[Date Prev][Date Next][Thread Prev][Thread Next]
[Date Index]
[Thread Index]
- Subject: Re: Any html scraping libraries?
- From: Michal Kottman <k0mpjut0r@...>
- Date: Sun, 10 Apr 2011 19:31:12 +0200
On Sat, 2011-04-09 at 00:35 +0400, Alexander Gladysh wrote:
> Hi, list!
>
> I'm looking for a Lua module to scrape some data from a (possibly
> broken) HTML page.
>
> Any usable ones out there?
Also, I started toying around with the QtWebKit module, which is
available through lqt [1]. In previous versions of Qt (4.5 and earlier)
it couldn't actually do much more than load and display a page.
Starting with 4.6, the QtWebKit API [2] offers full DOM access to
elements of a web page you are loading.
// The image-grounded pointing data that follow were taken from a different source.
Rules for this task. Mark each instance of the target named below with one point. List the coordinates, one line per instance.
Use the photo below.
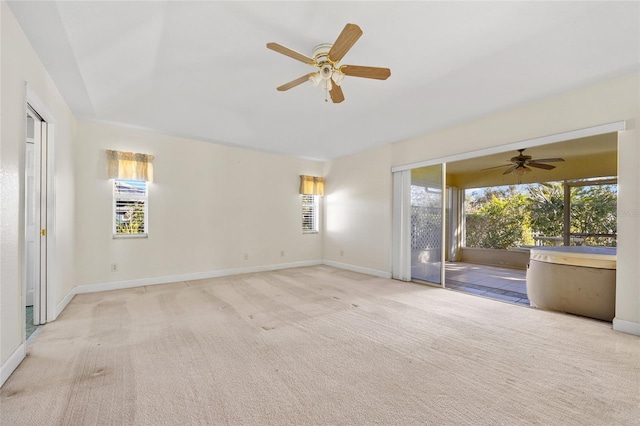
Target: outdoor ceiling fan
(326, 57)
(520, 164)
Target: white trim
(63, 303)
(626, 326)
(360, 269)
(12, 363)
(117, 285)
(401, 241)
(617, 126)
(32, 99)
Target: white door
(35, 217)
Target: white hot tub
(579, 280)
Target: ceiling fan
(326, 57)
(521, 163)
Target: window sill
(129, 236)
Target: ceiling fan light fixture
(315, 78)
(337, 77)
(325, 71)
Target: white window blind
(130, 208)
(310, 211)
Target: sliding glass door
(418, 224)
(427, 217)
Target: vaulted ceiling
(202, 70)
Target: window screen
(130, 203)
(310, 213)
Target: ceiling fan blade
(336, 94)
(366, 72)
(496, 167)
(546, 160)
(294, 83)
(541, 165)
(510, 169)
(290, 53)
(347, 38)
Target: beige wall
(208, 206)
(19, 65)
(358, 211)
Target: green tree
(546, 203)
(593, 210)
(500, 222)
(133, 220)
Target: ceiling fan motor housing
(325, 71)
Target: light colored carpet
(316, 346)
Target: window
(130, 202)
(310, 213)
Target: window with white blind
(310, 211)
(130, 207)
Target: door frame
(47, 288)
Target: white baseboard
(626, 326)
(12, 363)
(354, 268)
(118, 285)
(63, 304)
The API supports CSS 2
selectors, so you can get easily to the elements you are interested in.
Right now I am playing with modifying a page that is loaded from the
web, something like GreaseMonkey, just implemented in Lua :)
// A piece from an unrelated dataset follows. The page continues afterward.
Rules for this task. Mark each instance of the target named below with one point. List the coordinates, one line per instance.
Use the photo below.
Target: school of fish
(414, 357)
In case you only need the "robust HTML source" (as robust as WebKit is),
you can use the following code:
require 'qtcore'
require 'qtgui'
require 'qtwebkit'
local A = QApplication(select('#',...)+1, {...})
local W = QWebView()
-- will be called when the page load is finished
W:__addmethod('process(bool)', function(self, ok)
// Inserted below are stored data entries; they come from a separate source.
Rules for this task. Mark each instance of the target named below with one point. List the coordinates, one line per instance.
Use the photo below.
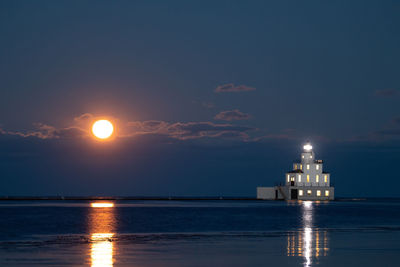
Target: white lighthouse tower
(307, 181)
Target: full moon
(102, 129)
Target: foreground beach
(200, 233)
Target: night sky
(209, 98)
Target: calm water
(200, 233)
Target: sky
(208, 98)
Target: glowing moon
(102, 129)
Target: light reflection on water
(102, 223)
(309, 242)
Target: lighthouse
(306, 181)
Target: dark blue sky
(209, 97)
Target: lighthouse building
(307, 181)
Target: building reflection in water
(102, 228)
(310, 242)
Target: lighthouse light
(307, 147)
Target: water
(200, 233)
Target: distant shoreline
(176, 198)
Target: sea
(345, 232)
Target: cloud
(387, 93)
(230, 87)
(80, 128)
(230, 115)
(208, 104)
(44, 131)
(187, 130)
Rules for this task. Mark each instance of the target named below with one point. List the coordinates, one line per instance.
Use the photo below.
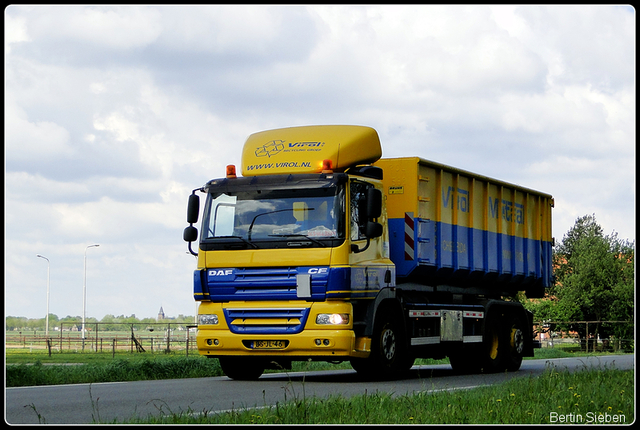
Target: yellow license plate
(268, 344)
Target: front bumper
(312, 341)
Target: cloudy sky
(114, 114)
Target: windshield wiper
(235, 237)
(271, 212)
(300, 236)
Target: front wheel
(389, 352)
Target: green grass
(28, 369)
(605, 393)
(583, 396)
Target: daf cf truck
(323, 250)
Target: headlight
(207, 319)
(333, 319)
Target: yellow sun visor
(303, 149)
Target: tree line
(594, 281)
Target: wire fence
(181, 337)
(586, 335)
(108, 337)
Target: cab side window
(358, 192)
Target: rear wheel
(242, 368)
(494, 345)
(514, 350)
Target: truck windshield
(273, 219)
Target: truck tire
(515, 332)
(389, 352)
(242, 368)
(494, 344)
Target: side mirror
(190, 234)
(193, 208)
(374, 203)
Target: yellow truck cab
(322, 250)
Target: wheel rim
(517, 340)
(388, 340)
(493, 351)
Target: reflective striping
(415, 313)
(474, 314)
(425, 340)
(409, 243)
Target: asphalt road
(106, 402)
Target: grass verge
(602, 396)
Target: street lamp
(46, 330)
(84, 291)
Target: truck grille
(266, 321)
-- get the source as QString
local sourceString = self:page():mainFrame():toHtml()
-- convert it to Lua string
local source = sourceString:toUtf8()
print(source) -- or process as needed...
A.quit() -- quit the event loop
end)
W:connect('2loadFinished(bool)', W, '1process(bool)')
W:setUrl(QUrl('http://www.lua.org/'))
A.exec()
[1] https://github.com/mkottman/lqt
[2] http://doc.qt.nokia.com/4.6/qtwebkit.html